Peut-être est-ce l’un des Travaux les plus difficiles à accomplir. Malgré son apparente facilité – prendre une ceinture à une femme, ceinture qui est donnée, que diable ! -  Hercule échoue. La Reine est morte et le carnage se répand comme une traînée de poudre.

L’homme et la femme concernés par cet épisode mythologique comprennent que leur volonté de conquérir le ciel par la force, la civilisation par la violence, la réussite économique par la compétitivité… bref ! « la Ceinture par la guerre » est un obstacle à la poursuite de leur évolution. Les héros observent une chose nouvelle à laquelle ils n’étaient pas préparés : ils peuvent vaincre sans combat, dans une totale confiance en la bonté et en la gratuité du geste de l’univers.

Réussir ce Travail, c’est donc accepter de recevoir. L’échec d’Hercule et d’Hippolyté souligne sa suprême difficulté.

La troupe des Amazones que combattit Hercule appartiennent à la vie intérieure de l’homme et de la femme. Le héros à pour tache d’éliminer (de « tuer ») les forces qui minent la confiance mutuelle ente les amants, les forces contraires qui retardent l’émergence d’une civilisation fondée sur ce simple et nouveau regard : le sens de la gratitude.

Le guerrier défait d’abord Aella « ainsi nommée pour sa légèreté à la course » : l’homme « tue » son incroyable vélocité à échapper sans cesse au regard de l’autre et à la confrontation, il se libère de sa tendance à la fuite de la rencontre. Puis vint le tour de Prothoë, « qu'on disait être sortie victorieuse de sept combats en duel » : il renonce à sa remarquable habileté à se défendre avec succès sur tous les plan de son être, de ses attitudes physique à ses certitudes métaphysique. Eriboée qui « se vantait de n'avoir besoin d'aucun secours » représente sa difficulté à demander de l’aide, par crainte, orgueil ou simple désir d’autonomie. C’est pourtant la première condition pour recevoir. Puis vint le tour des compagnes d’Artémis chasseresse, Celéno, Eurybie et Phoebé, toutes trois très averties dans l’art du tir à l’arc. « Lancer des flèches » est aussi une manière de céder à la panique et de se protéger du monde extérieur. Hercule vainquit encore Philippis, Déjanire, Astérie, Marpé, Tecmesse et Alcippe sur lesquelles nous manquons, hélas, d’informations. En tout, l’archer tua douze Amazones célèbres. Il défit douze obstacles contraires à l’union des cœurs. Alors Mélanippè, l’une de leurs trois Reines, « perdit son royaume et sa liberté ». Or son nom se traduit par « Jument Noire ». Quelle beauté dans le mythe ! La « jument noire » perd sa liberté et son royaume ! Cette image extraordinaire nous dit exactement ceci : les élans obscurs de l’être perdent leur pourvoir de manipulation.

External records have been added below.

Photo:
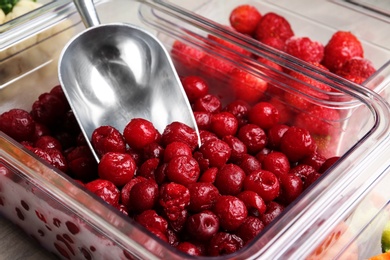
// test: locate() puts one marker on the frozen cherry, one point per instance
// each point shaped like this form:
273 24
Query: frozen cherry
202 196
296 143
253 137
139 132
224 243
230 179
183 170
224 123
180 132
105 190
18 124
231 212
264 114
217 152
264 183
195 87
176 149
107 139
119 168
203 225
143 195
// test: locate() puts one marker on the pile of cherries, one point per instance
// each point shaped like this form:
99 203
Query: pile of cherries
207 201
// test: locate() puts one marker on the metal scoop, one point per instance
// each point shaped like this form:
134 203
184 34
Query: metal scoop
112 73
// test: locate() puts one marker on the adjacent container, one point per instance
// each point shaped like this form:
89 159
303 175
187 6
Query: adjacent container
73 223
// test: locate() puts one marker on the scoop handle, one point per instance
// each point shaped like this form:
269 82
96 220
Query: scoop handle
87 11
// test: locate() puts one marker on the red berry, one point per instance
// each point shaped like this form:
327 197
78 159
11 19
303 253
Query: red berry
105 190
264 114
119 168
305 49
264 183
208 103
246 86
176 149
179 132
203 196
229 179
107 139
254 137
151 220
174 198
217 152
224 243
183 170
297 143
140 132
231 212
18 124
224 123
144 195
340 48
203 225
195 87
244 18
277 163
251 227
273 25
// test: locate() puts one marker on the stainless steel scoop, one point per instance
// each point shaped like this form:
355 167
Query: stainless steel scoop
112 73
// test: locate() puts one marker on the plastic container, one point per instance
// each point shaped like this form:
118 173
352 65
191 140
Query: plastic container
73 223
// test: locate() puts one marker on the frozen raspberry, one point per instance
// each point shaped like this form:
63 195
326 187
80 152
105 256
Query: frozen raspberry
18 124
305 49
203 196
195 87
231 212
297 143
224 243
273 25
119 168
105 190
244 19
177 131
264 183
203 225
183 170
253 137
140 132
230 179
217 152
107 139
174 198
342 46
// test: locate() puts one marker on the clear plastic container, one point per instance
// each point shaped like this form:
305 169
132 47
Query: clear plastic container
73 223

Sous prétexte de liberté et de réussites, d’exploits et de conquêtes, combien de « jument noire » et d’Amazones belliqueuses intérieures, motivées par une secrète panique, nous mènent-elles par le bout du nez ?

En tuant « panique des chevaux » (Hippolyté) et en désamorçant le pouvoir de la « Jument Noire » (Melanippè) l’homme et la femme habités par cet épisode mythologique se débarrassent de leur peur de la rencontre (la Ceinture d’or) et de toutes leurs stratégies incroyablement performantes mises au point pour cacher de sombres élans derrières des qualités enviables. Des trois reines des Amazones il ne reste plus que Antiopé. Celle-ci sera faite prisonnière et offerte en cadeau à Thésée. Robert Graves traduit Antiopé par « le visage faisant face ». Il reste la conscience lucide.

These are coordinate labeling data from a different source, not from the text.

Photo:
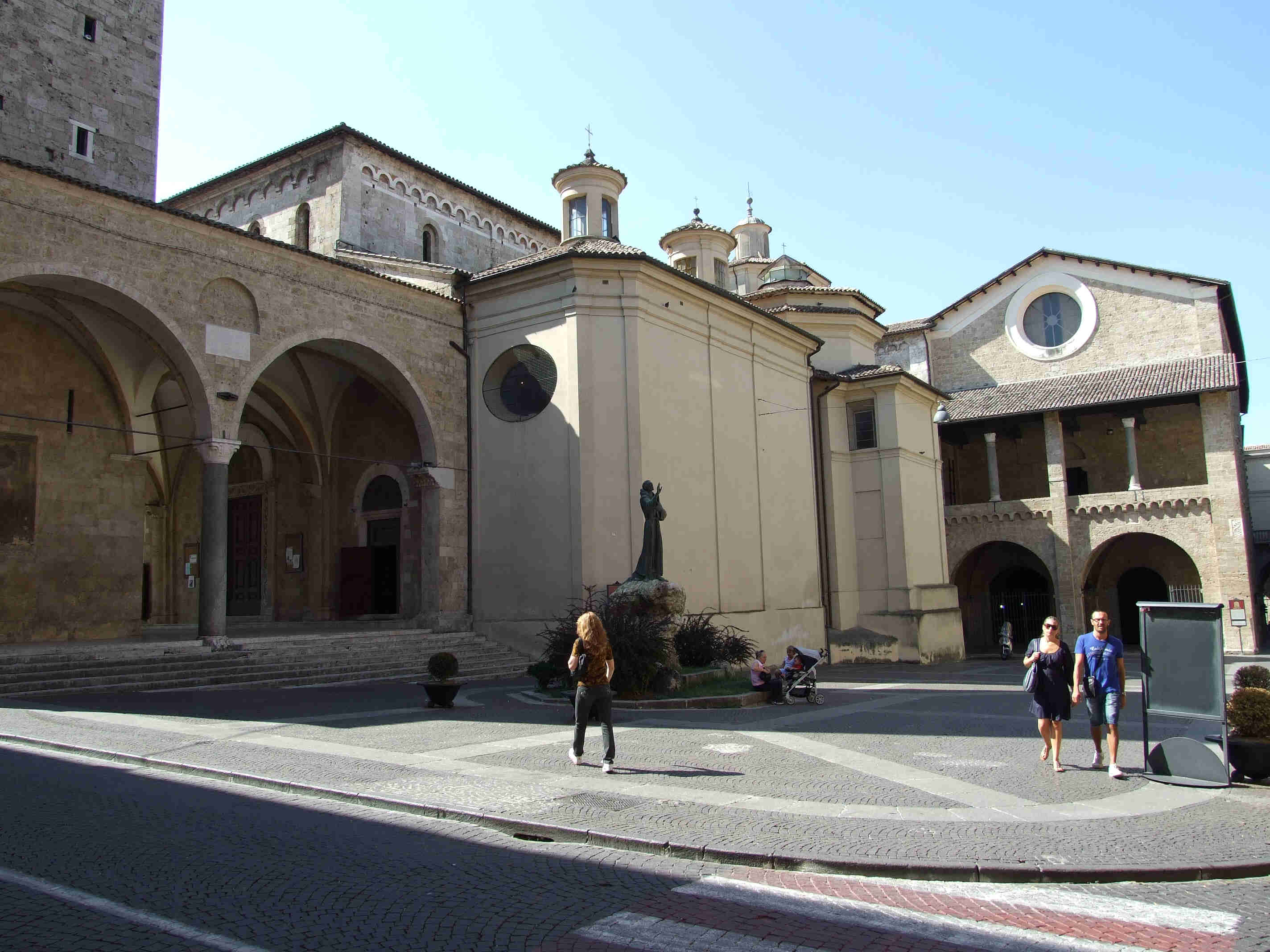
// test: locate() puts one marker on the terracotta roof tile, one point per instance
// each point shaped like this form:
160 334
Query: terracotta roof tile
1191 375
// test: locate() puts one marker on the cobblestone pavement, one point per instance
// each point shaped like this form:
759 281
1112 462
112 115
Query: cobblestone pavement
926 771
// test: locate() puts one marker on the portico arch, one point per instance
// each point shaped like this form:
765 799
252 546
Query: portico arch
1001 582
1138 566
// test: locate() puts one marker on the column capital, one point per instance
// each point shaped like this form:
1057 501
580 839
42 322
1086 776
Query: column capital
218 451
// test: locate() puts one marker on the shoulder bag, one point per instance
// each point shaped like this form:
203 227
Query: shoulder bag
1031 674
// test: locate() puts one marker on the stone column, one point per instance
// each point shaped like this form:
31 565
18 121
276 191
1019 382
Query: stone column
994 476
214 546
1067 589
1132 446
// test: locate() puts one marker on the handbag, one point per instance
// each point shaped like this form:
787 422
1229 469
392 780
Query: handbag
1031 674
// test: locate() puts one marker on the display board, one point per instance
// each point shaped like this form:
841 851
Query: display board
1183 669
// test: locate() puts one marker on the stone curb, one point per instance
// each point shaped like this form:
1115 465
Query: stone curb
540 832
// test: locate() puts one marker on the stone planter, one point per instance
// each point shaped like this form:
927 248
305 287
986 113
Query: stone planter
441 693
1250 758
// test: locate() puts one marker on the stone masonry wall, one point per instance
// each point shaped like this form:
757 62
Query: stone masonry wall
50 74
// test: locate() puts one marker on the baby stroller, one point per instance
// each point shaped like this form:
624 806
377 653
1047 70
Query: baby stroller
802 683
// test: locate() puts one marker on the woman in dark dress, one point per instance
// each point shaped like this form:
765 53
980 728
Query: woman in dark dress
1052 691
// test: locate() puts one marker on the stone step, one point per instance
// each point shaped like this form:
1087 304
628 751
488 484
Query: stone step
359 676
243 663
211 662
282 662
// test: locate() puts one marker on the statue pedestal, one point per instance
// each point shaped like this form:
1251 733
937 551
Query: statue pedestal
653 597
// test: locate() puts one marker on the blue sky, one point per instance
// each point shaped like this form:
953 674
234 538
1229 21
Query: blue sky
911 150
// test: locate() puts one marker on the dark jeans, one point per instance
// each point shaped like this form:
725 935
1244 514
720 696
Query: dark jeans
600 700
773 686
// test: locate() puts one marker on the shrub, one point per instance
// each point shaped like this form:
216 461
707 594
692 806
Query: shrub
442 665
642 645
1248 713
1253 676
701 643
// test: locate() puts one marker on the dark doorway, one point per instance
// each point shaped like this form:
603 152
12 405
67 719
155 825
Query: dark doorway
1137 586
384 538
1022 597
244 556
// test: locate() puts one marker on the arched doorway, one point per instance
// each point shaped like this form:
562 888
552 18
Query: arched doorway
1137 566
1002 582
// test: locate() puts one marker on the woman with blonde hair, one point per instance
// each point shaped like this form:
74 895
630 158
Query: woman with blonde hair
594 655
1052 689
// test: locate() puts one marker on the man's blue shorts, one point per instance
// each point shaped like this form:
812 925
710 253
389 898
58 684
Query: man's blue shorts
1104 709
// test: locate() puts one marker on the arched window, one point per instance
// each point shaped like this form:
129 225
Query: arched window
303 226
381 493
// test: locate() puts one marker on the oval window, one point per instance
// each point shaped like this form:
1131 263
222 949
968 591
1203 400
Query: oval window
1052 319
520 384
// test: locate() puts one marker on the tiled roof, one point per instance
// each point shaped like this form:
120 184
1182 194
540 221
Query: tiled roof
223 226
606 249
854 292
384 148
1191 375
908 327
816 309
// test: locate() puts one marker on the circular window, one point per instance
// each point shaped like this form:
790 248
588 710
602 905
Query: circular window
1052 316
1052 319
520 384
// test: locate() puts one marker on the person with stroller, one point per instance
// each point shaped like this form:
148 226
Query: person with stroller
1052 689
596 655
764 678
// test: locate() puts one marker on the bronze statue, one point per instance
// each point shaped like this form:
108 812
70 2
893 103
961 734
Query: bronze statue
649 565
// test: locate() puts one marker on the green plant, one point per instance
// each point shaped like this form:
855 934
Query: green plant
442 665
1248 713
1253 676
642 645
701 643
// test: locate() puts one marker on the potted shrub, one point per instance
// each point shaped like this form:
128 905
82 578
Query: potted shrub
442 689
1248 716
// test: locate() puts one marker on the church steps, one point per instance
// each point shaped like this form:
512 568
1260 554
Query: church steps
286 663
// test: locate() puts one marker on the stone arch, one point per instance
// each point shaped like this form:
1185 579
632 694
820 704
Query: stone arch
990 572
1109 578
228 304
138 309
374 360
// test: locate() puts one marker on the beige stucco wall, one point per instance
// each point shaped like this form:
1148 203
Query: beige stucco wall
658 380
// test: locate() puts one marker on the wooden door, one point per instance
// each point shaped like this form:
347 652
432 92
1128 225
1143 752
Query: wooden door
356 582
243 573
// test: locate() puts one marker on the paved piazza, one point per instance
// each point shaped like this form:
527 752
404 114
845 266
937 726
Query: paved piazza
928 777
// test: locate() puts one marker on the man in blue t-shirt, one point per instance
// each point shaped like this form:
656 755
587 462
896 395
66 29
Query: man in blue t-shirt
1103 658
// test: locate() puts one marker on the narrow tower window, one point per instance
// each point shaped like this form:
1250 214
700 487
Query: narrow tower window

Le passage de la défiance à la confiance ne s’accomplit pas par des armées, des traités d’amitié, des échanges économiques ou même des palabres. Le mythe propose deux voies complémentaires. Celle du don gratuit, féminine et radicale, choisie par Hippolyté qui offre son royaume à l’étranger. Mais elle à l’inconvénient d’induire une prise de risque pouvant aller jusqu’à la destruction. Que dire en effet d’une personne ou d’une entreprise qui donnerait tout, en attendant avec confiance (et naïveté) que le monde le lui rende au centuple ? Cette attitude est pourtant fondamentalement juste mais, pour s’accomplir, elle appelle l’œuvre masculine du guerrier intérieur qui « tue » les douze obstacles à la confiance mutuelle.

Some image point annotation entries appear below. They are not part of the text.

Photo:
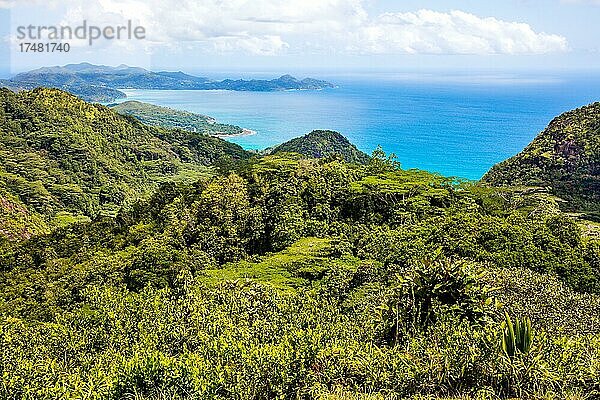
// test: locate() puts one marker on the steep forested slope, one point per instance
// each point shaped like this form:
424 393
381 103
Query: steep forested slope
166 117
564 157
320 144
58 153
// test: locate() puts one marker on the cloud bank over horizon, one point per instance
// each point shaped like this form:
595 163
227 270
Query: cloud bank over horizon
273 27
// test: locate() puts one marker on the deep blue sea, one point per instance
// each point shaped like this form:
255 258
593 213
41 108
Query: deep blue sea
456 125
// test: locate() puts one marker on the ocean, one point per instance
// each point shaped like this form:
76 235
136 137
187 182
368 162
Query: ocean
458 125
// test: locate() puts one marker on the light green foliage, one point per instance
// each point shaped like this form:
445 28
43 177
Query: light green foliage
565 157
58 153
323 144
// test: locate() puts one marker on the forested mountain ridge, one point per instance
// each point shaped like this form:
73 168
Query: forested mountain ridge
276 276
58 153
170 118
320 144
101 83
565 157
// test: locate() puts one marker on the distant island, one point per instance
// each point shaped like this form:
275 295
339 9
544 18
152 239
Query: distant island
165 117
100 83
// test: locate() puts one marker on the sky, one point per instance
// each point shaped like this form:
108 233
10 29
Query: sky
312 35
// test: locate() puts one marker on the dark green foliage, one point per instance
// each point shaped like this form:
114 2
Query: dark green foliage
169 118
565 157
517 336
322 144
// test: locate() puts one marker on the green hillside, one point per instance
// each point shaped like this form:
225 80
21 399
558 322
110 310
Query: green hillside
565 157
320 144
60 154
169 118
282 276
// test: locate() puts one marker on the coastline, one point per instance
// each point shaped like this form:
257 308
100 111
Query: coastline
245 132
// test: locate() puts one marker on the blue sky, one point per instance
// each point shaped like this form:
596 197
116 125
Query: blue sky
336 35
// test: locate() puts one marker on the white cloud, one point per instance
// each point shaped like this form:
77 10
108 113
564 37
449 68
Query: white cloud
269 27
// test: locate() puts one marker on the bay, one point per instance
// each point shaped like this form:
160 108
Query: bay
457 125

L’amour est une antidote efficace contre la peur. Mais il est insuffisant pour la désamorcer durablement. Hippolyté a compris cela en tombant amoureuse de l’étranger. Elle fut néanmoins broyée par la panique qui assourdissait son cœur.

L’art de laisser arriver les choses ne va pas de soi. Comment expérimenter concrètement cette bonté de l’univers ? Par exemple en partant sur les routes totalement imprégné de l’instant présent, sans savoir ce que vous aller manger à midi ni où vous allez dormir le soir. Alors la panique fondamentale qui habite tout être humain par rapport à ses besoins fondamentaux sera clairement vue et confrontée. Alors, peut-être, de nombreuses « Hippolyté » surgiront au détour d’une rue, les mains emplies de présents. « Peut-être », car le héros connaît la loi de résonance. Il sait que s’il n’a pas encore tué sa « jument noire » intérieure celle-ci ressurgira un jour coin d’une rue sombre pour le paniquer et le rendre à nouveau violemment « compétitif ». Il sait aussi qu’il ne rencontrera la bonté de l’univers que s’il a déjà contacté cette bonté-là au fond de son propre cœur.